誕生日プレゼント

それから数か月後。

息子の武治が孫の祥太を連れて、2人で実家に遊びに来ていた。祥太は少し見ないうちに、おぼつかない足取りながら歩けるようになっている。本当に子供の成長は早いものだ。

梨奈はというと、今日は友人たちと遊びに出掛けているらしい。相変わらず子供を置いて遊び歩いているのかとあきれる早月だったが、よくよく話を聞くとそうではないということが分かった。

武治の話によると、梨奈は祥太の転落事故があってからというもの、家事に育児に奮闘してくれているという。なんでも早月に諭された件で仲の良い友人グループに愚痴をこぼしたところ、ほぼ全員から梨奈にも非があると責められてしまったそうだ。

当然自分の味方をしてもらえると思っていた梨奈は、大きなショックを受けたが、同時に自らの行いを省みるきっかけにもなったらしい。親しい友人から指摘してもらったことで、ようやく梨奈は今まで自分が早月に頼り過ぎていたということに気付いたのだ。

それからの梨奈は、友人との外食やネイルなどもほどほどに、祥太と過ごすために時間を費やしているそうで、今日はたまたま武治が休みだったため友人と遊びに行っているが、祥太を置いての外出はずいぶん久しぶりだという。

早月は武治の話を聞いて、自然と温かい気持ちになった。梨奈が母親として頑張ってくれているようになったことが、とてもうれしかったのだ。

そこで早月は、息子の武治に伝言を頼むことにした。

「武治。帰ったら梨奈さんに伝えて。困ったときはお互いさまなんだから頼ってねって」

「ありがとう、伝えておくよ」

「それと、あんたもちゃんとするのよ。仕事にかまけて梨奈さんばっかりに頼ったらダメよ。2人の子供なんだから」

「……分かってるよ」

罰悪そうに髪をかいた武治をよそに、早月は今日のために用意していた小包を祥太に渡す。

「祥ちゃん、1歳のお誕生日おめでとう」

「あぁうう」

「よかったなぁ、祥太。

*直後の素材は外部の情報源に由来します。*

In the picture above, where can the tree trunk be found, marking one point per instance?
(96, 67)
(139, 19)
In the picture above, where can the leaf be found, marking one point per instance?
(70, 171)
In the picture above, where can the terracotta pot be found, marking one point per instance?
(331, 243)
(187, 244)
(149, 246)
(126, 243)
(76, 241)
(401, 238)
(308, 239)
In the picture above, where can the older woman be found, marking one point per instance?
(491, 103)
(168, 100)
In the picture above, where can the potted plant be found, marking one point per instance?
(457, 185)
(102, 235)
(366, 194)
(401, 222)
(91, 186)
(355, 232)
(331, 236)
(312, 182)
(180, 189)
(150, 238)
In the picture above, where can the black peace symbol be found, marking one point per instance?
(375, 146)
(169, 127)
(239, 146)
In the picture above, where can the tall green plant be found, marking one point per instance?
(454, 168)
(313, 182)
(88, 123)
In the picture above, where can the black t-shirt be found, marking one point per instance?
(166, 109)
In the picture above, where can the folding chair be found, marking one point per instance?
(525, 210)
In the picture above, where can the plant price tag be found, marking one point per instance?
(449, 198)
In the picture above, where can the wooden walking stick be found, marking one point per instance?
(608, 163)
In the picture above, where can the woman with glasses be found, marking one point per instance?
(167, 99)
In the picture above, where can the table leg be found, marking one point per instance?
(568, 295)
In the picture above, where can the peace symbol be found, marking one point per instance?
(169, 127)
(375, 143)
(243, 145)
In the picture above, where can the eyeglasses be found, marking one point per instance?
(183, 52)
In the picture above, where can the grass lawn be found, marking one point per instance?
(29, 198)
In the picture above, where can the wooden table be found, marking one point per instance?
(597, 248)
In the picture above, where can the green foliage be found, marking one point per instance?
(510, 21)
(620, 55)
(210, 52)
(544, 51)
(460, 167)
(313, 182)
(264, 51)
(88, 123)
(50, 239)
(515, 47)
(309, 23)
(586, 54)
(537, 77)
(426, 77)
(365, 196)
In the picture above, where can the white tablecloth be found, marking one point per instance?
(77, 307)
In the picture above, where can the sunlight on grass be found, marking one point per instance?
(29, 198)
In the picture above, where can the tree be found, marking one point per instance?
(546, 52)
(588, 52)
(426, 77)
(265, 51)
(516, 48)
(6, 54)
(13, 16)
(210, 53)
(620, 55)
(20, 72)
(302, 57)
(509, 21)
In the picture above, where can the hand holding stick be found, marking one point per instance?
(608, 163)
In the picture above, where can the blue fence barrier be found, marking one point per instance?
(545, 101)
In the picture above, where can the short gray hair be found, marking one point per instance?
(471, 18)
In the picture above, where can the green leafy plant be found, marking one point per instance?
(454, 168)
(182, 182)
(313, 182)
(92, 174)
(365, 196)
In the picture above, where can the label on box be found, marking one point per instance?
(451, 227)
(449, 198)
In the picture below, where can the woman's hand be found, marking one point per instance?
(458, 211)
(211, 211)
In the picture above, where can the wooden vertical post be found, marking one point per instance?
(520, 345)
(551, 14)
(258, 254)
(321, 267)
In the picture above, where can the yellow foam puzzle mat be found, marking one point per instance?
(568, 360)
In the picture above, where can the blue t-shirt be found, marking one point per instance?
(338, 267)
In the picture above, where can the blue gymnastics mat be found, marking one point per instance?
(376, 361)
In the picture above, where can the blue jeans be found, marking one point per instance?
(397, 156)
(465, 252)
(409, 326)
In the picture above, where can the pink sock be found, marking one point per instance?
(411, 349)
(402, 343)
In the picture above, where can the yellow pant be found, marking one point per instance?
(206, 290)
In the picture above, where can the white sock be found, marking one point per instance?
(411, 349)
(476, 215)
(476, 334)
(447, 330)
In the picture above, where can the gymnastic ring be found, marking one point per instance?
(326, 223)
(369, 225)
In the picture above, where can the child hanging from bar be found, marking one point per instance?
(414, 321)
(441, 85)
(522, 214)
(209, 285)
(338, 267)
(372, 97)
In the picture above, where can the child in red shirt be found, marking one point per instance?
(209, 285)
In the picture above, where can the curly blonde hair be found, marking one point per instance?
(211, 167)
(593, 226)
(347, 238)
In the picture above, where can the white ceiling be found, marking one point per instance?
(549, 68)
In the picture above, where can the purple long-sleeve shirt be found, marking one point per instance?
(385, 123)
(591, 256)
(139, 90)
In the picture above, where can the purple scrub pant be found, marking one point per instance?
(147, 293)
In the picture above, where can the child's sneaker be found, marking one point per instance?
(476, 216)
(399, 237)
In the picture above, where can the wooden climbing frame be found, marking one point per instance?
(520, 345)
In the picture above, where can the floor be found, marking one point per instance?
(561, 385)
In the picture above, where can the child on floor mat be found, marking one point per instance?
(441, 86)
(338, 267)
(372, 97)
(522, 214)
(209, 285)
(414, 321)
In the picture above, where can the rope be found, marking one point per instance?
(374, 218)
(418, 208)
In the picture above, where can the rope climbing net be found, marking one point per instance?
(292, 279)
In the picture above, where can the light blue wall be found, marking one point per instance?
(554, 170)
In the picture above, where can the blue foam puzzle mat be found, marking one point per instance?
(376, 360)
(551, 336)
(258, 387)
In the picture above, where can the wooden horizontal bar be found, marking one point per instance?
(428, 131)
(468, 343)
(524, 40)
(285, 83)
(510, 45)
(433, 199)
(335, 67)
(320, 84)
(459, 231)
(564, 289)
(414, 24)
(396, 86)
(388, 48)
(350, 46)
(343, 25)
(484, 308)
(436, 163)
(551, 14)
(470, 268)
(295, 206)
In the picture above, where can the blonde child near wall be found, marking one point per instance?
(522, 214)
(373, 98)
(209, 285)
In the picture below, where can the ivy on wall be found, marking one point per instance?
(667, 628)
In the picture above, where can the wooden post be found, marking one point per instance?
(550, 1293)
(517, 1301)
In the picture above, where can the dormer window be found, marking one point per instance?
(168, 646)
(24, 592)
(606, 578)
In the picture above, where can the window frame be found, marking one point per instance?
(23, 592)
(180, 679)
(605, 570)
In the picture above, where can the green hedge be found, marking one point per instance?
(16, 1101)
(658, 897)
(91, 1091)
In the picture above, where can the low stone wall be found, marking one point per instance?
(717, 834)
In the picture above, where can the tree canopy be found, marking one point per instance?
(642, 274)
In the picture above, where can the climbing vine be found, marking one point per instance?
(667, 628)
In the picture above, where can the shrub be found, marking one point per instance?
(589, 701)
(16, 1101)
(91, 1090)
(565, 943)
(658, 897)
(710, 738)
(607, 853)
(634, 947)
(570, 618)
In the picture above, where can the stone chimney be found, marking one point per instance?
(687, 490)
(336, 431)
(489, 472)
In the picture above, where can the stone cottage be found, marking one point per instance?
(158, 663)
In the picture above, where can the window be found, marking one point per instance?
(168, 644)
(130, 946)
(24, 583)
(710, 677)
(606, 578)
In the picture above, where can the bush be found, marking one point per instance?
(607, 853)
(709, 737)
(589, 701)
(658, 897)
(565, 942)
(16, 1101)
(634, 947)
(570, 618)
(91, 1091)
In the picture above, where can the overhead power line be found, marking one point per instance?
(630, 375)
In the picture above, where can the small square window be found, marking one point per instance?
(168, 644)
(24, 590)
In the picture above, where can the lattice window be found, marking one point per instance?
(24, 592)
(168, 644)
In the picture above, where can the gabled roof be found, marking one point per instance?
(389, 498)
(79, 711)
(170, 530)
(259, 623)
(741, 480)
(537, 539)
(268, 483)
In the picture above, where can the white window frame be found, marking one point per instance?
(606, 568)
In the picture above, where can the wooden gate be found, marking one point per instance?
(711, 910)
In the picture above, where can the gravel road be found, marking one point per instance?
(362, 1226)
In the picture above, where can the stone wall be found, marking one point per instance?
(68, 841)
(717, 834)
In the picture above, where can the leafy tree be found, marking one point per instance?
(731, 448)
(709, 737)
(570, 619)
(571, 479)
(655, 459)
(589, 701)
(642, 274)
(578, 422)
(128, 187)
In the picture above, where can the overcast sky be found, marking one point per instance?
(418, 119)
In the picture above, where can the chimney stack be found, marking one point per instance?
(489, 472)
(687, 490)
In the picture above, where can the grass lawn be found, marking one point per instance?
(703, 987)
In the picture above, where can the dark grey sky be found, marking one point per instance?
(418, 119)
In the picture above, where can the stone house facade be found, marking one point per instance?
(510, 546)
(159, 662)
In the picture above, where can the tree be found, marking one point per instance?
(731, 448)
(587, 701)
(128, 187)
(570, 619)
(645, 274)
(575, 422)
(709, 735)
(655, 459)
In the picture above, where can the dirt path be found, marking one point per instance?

パパと一緒に開けてみようか」

武治が手伝いながら包装紙を開けると、なかからはミニカーが出てくる。目を輝かせた祥太の反応を見て、早月はあらかじめ最近の祥太の様子を聞いておいてよかったとほっとする。

祥太はさっそくプレゼントの車を床の上で走らせている。早月は、思わず笑みをこぼして息子と孫に向かってポツリとつぶやいた。

「次は親子3人で遊びに来てね」

複数の事例から着想を得たフィクションです。実在の人物や団体などとは関係ありません。